Maria Muldaur has likewise had an interesting career, with her role in the Jim Kweskin Jug Band in the mid 1960s, and then her big hit Midnight at the Oasis from 1973. Over the years she has long a series of albums, most of them blues-oriented, often with a distinct New Orleans tinge. Now at age 82, Maria Muldaur undertook this as a kind of labor of love, paying tribute to Ms. Spivey, performing some of the songs Spivey wrote, along with a few old-time blues songs that were part of Spivey’s repertoire. Ms. Muldaur was joined by three different backing bands, James Dapogny’s Chicago Jazz Band, recorded in Michigan; Tuba Skinny, recorded in New Orleans; and a group headed by saxophonist Johnny Bones, from Berkeley, California. The instrumentation is all acoustic, similar to pre-World War II blues recordings, but the arrangements are as tasteful as they are authentic. Perhaps the most remarkable part of the album is Ms. Muldaur herself, at age 82 sounding not the least bit diminished as a vocalist. She has always had a bit of gruffness to her delivery, but her voice has remained pretty much the same, just as strong and bluesy as she as 50 years ago. She is also joined on the album by two other veteran performers with half-century-plus careers, Elvin Bishop and Taj Mahal.

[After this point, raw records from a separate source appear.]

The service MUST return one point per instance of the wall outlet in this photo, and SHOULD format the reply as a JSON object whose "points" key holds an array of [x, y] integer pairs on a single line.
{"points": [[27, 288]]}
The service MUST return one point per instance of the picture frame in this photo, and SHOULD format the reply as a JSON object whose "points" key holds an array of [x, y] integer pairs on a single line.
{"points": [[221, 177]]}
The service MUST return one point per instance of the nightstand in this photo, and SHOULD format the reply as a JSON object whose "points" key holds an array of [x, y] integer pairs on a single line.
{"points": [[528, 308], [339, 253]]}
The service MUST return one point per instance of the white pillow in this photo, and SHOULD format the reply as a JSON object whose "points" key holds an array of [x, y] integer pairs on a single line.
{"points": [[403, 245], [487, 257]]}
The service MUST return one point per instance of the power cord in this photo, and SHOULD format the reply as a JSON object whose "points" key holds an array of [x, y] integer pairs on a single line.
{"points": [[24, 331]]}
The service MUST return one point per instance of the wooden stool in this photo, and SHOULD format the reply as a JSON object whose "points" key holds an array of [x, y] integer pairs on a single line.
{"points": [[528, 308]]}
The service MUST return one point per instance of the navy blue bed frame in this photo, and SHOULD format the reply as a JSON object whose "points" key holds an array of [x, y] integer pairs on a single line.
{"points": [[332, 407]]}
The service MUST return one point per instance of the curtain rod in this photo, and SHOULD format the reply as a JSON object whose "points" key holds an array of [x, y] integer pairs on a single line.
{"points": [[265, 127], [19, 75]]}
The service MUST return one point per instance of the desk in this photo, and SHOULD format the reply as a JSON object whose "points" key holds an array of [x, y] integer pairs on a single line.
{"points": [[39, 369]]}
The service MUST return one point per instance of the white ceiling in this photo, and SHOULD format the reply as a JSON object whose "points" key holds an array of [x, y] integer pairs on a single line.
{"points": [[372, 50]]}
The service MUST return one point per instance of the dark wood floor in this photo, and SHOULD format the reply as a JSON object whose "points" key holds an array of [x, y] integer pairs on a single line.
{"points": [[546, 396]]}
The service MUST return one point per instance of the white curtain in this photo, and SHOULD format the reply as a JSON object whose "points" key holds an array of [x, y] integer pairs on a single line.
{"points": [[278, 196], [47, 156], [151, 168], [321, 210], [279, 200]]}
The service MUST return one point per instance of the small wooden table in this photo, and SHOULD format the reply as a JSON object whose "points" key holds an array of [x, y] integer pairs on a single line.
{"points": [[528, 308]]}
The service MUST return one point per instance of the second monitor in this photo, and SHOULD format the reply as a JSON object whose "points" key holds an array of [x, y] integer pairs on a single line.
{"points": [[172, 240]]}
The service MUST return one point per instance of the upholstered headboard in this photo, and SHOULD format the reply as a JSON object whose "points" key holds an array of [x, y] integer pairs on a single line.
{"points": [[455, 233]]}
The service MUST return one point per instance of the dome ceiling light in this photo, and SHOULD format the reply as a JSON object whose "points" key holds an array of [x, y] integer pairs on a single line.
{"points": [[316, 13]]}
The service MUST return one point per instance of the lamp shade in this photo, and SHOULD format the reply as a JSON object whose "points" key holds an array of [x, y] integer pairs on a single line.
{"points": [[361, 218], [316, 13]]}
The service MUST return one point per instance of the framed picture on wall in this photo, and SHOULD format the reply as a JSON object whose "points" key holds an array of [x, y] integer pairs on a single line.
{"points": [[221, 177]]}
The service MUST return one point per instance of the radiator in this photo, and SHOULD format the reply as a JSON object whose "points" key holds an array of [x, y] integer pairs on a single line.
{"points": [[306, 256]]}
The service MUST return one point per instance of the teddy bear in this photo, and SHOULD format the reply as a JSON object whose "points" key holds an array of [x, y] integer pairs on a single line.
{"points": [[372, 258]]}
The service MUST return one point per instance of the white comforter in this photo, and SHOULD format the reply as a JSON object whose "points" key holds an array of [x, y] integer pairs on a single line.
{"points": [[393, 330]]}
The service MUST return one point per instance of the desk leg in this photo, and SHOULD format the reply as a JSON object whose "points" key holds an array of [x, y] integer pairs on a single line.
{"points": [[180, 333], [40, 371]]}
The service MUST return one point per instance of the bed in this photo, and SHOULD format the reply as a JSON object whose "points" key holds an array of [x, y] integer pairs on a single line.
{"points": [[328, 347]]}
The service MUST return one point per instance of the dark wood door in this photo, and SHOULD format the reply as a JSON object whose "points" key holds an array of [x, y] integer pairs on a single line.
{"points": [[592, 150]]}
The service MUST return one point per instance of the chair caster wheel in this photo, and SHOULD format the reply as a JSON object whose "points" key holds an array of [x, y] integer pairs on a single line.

Opening is My Handy Man written by Andy Razaf, and typical of the double entendre laced blues songs of 1920s and 30s. <<>>
The track featuring Elvin Bishop is a Lonnie Johnson song called What Makes You Act Like That with the smaller West Coast band, featuring jazz pianist David K. Matthews; and Danny Caron on guitar, a veteran performer who worked with the late Charles Brown. <<>>
The first of the songs by Victoria Spivey is a great minor-key blues called Don’t Love No Married Man, featuring the same backing band as the previous track. <<>>
Another tune by Spivey is Dreaming Of You an old-fashioned Tin Pan Alley-style love song. <<>>
Featuring the New Orleans group Tuba Skinny is Organ Grinder Blues by Clarence Williams. The brass arrangement gives it an authentic pre-World-War II sound. <<>>
The title track One Hour Mama features the larger ensemble. It’s one of the highlights of the album, with a great performance by Ms. Muldaur, and the typically suggestive lyrics. <<>>
Another of the songs by Victoria Spivey takes a direction more like 1920s jazz. Funny Feathers again featured the Tuba Skinny band. <<>>
Taj Mahal makes his guest appearance on another old-fashioned sounding song called Gotta Have What It Takes also co-written by Victoria Spivey. It’s a fun lover’s spat. <<>>
With 43 solo albums to her name, over a close to 60 year recording career, at age 82, Maria Muldaur has made I think one of the best albums of her life on One Hour Mama paying a great tribute to one of her mentors, Victoria Spivey, and sounding as good as she ever has. The album has the air of a loving tribute, and the authentic arrangements are real and heartfelt, and not just an attempt to be retro. The three separate all-acoustic backing groups, and notable guest vocalists make for a varied sound, but it all works very well.
Our grade for audio quality is close to an “A” for clean authentic sound, and resisting the temptation to sound like an old-time lo-fi recording.
In the past I have observed that the blues, along with jazz, is one of the forms of music in which performers can get better with age. Maria Muldaur has done that in a stellar way on her new album.